Pharmacy delivery drivers have always been a breed apart and quite unlike any other member of staff. But with the advent of the General Data Protection Regulation (GDPR), it seems they could also cost us a huge fine when they cock-up the simple action of moving a parcel from one place to another.
I'm sure there are competent and conscientious delivery drivers out there, but there are also the incompetent and contentious. Having worked with several of the latter, I wasn’t surprised to read a C+D article last week suggesting they are responsible for one in 20 errors.
When we bought our pharmacy, it came with an old gentleman who turned up daily to collect and deliver prescriptions for cash – no questions asked. Like the typical pharmacy delivery driver, Alf was retired and looking for some company and an excuse to get out of the house. He’d worked as a dispenser in his youth, so had some knowledge and affinity for pharmacy. His wife didn't like him under her feet, so upon finishing work, he would sit quietly in the consultation room all afternoon until he judged it safe to go home.

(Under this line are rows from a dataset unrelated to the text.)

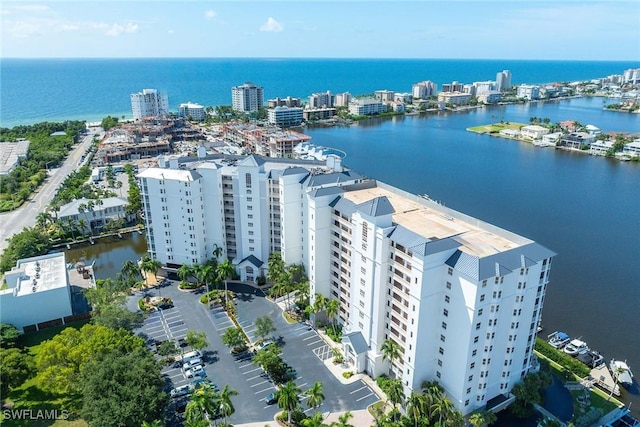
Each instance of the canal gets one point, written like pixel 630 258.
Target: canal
pixel 109 253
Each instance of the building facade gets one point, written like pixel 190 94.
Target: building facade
pixel 37 292
pixel 461 298
pixel 149 103
pixel 247 97
pixel 367 107
pixel 195 111
pixel 503 80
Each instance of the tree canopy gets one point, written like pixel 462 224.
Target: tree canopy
pixel 122 389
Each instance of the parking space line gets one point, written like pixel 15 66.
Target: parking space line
pixel 262 382
pixel 262 391
pixel 361 388
pixel 364 397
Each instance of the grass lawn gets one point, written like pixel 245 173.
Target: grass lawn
pixel 29 396
pixel 496 127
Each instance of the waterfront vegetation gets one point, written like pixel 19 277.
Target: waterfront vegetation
pixel 45 151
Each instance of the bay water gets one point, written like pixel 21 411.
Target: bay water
pixel 587 209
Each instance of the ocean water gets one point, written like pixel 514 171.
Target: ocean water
pixel 33 90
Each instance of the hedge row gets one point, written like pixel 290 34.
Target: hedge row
pixel 562 358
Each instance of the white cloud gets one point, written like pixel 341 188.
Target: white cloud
pixel 271 25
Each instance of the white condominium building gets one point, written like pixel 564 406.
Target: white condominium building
pixel 247 97
pixel 149 103
pixel 194 111
pixel 462 298
pixel 425 89
pixel 503 80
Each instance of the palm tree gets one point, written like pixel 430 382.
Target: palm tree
pixel 217 251
pixel 316 395
pixel 390 350
pixel 184 272
pixel 395 393
pixel 416 407
pixel 224 402
pixel 333 307
pixel 288 398
pixel 224 271
pixel 343 420
pixel 316 420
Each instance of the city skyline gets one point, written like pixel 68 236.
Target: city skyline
pixel 567 30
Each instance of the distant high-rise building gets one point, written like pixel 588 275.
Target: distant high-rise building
pixel 319 100
pixel 503 80
pixel 424 90
pixel 194 111
pixel 247 97
pixel 149 103
pixel 343 99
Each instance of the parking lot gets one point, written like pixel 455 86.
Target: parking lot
pixel 302 348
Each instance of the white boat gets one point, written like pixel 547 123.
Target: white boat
pixel 558 339
pixel 621 372
pixel 576 347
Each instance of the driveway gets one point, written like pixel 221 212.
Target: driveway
pixel 302 348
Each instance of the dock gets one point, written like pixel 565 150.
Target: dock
pixel 601 377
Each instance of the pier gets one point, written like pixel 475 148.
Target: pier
pixel 601 377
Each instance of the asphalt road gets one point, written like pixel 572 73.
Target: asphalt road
pixel 25 216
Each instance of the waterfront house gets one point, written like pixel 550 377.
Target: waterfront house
pixel 37 293
pixel 461 298
pixel 577 140
pixel 94 214
pixel 533 132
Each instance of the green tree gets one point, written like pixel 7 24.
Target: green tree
pixel 315 395
pixel 196 340
pixel 134 392
pixel 264 326
pixel 225 406
pixel 390 351
pixel 15 368
pixel 343 420
pixel 234 339
pixel 288 398
pixel 61 359
pixel 8 335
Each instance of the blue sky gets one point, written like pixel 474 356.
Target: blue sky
pixel 543 29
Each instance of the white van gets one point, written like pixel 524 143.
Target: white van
pixel 191 355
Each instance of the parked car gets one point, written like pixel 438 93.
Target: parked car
pixel 264 344
pixel 181 391
pixel 271 398
pixel 192 362
pixel 196 371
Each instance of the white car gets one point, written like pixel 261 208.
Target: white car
pixel 191 363
pixel 196 371
pixel 181 391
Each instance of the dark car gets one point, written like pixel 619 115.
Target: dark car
pixel 271 398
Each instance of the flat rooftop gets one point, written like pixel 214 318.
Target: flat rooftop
pixel 435 222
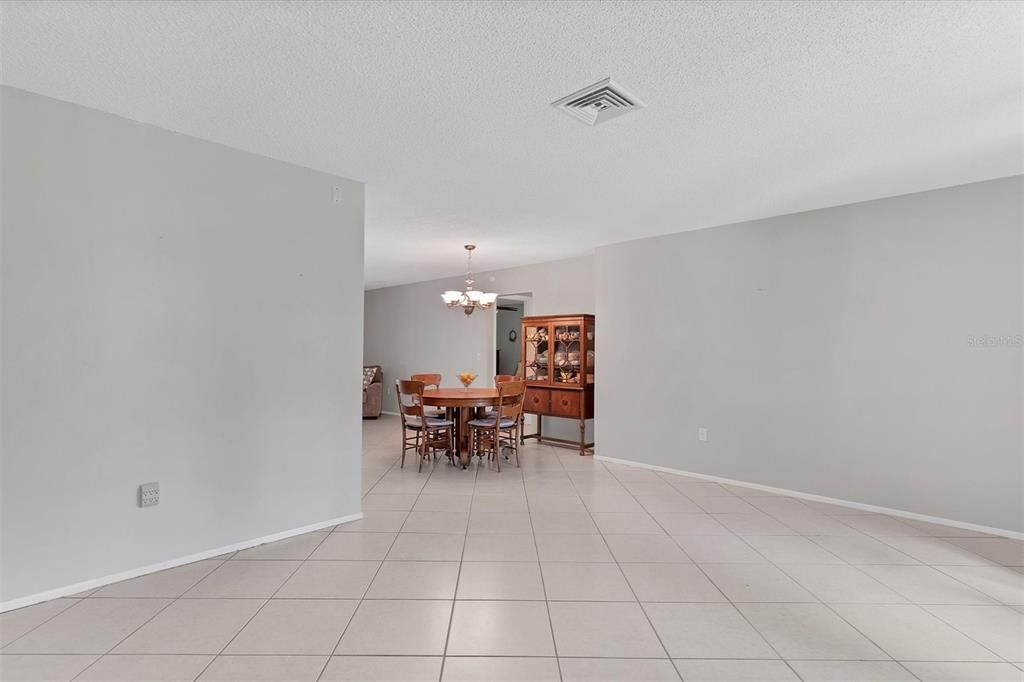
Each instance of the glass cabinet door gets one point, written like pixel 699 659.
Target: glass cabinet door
pixel 589 358
pixel 566 353
pixel 536 356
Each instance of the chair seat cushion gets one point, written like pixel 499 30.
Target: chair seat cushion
pixel 488 422
pixel 432 423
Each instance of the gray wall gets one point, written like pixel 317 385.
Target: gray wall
pixel 172 310
pixel 409 330
pixel 827 352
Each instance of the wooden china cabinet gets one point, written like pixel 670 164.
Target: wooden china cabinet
pixel 558 367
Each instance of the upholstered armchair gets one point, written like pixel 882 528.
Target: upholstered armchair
pixel 373 391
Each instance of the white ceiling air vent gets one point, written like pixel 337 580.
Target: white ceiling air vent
pixel 599 102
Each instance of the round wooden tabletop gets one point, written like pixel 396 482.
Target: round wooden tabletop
pixel 460 397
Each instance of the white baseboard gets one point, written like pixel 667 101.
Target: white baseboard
pixel 70 590
pixel 1016 535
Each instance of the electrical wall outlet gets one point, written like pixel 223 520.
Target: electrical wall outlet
pixel 148 495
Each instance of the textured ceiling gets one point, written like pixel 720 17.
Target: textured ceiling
pixel 442 109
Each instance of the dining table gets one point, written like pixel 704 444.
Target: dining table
pixel 465 402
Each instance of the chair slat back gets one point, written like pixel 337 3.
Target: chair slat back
pixel 410 397
pixel 429 380
pixel 510 399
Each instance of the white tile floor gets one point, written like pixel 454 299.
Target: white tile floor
pixel 565 568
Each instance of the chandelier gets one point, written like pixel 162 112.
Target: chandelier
pixel 469 299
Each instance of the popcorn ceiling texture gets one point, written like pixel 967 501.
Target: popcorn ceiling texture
pixel 442 109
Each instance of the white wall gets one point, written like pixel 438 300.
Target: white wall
pixel 827 352
pixel 409 330
pixel 172 310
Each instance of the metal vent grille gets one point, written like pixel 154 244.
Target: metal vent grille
pixel 599 102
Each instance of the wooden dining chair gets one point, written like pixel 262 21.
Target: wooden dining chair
pixel 432 381
pixel 429 434
pixel 499 430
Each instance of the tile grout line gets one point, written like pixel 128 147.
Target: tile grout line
pixel 172 601
pixel 355 610
pixel 258 610
pixel 819 601
pixel 544 586
pixel 380 565
pixel 712 582
pixel 623 572
pixel 856 567
pixel 462 556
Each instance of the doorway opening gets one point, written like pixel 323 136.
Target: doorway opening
pixel 508 345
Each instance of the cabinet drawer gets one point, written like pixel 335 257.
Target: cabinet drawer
pixel 565 403
pixel 537 401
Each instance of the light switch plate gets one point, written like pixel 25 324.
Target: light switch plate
pixel 148 495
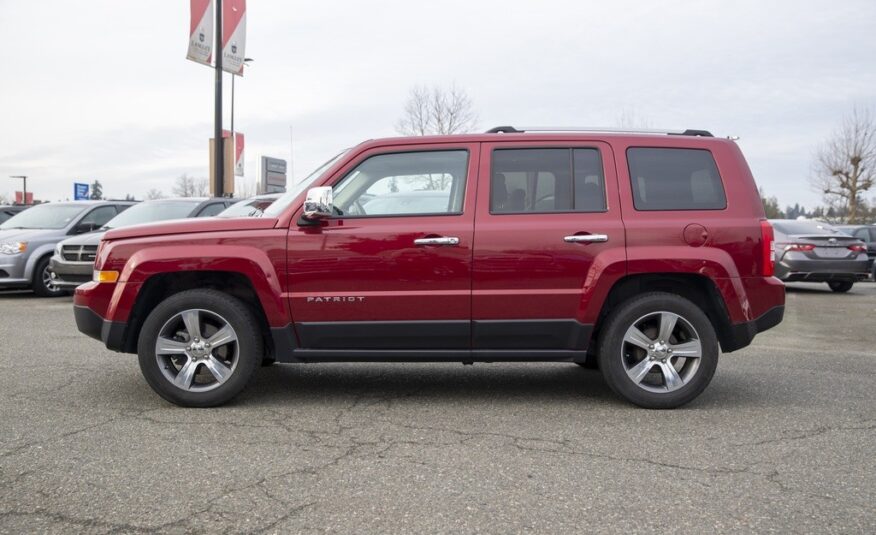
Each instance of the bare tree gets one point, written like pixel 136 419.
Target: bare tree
pixel 188 186
pixel 844 165
pixel 437 111
pixel 154 193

When pressed into proper employment, Alf gave few personal details – it was only when his family told him, on his 80th birthday, that he had to stop driving that we realised his true age. Consequently, we ensured his replacement, although retired, was a sprightly 60-year-old. Ron was very pleasant and amenable and so, of course, didn’t last long. When you visit the sick and housebound, you certainly see another side of life – and it’s not for the faint-hearted.
He was replaced with a third retiree who was much more suited to the role, since he exuded all the joy of a prostate exam. Roger was such a miserable old bugger that he finally persuaded us to splash out on a company van, and employ one of our dispensers to drive it.
This was a revelation, because now at least we had someone who could talk knowledgeably to patients and surgeries, which supported our service and reduced clinical risk. It was also a revelation in terms of how much damage a dispenser can do to a van while only driving 1,000 miles a year.
We have had problems with breakdowns – of both the van and the driver – patients who are not at home, patients who are in but can't get to the door, patients who expect our drivers to perform the duties of a district nurse, and one patient who at 85 has his TV constantly tuned to a porn channel. We’ve also had a housebound patient who was treated by their family to a surprise holiday – who was all the more surprised to return and find that, when we couldn’t reach them, we’d had the police break into their house.
So every time I read of yet another internet pharmacy start-up that thinks medicines can be delivered à la Amazon, I just wish them well and hope they realise what they’re letting themselves in for.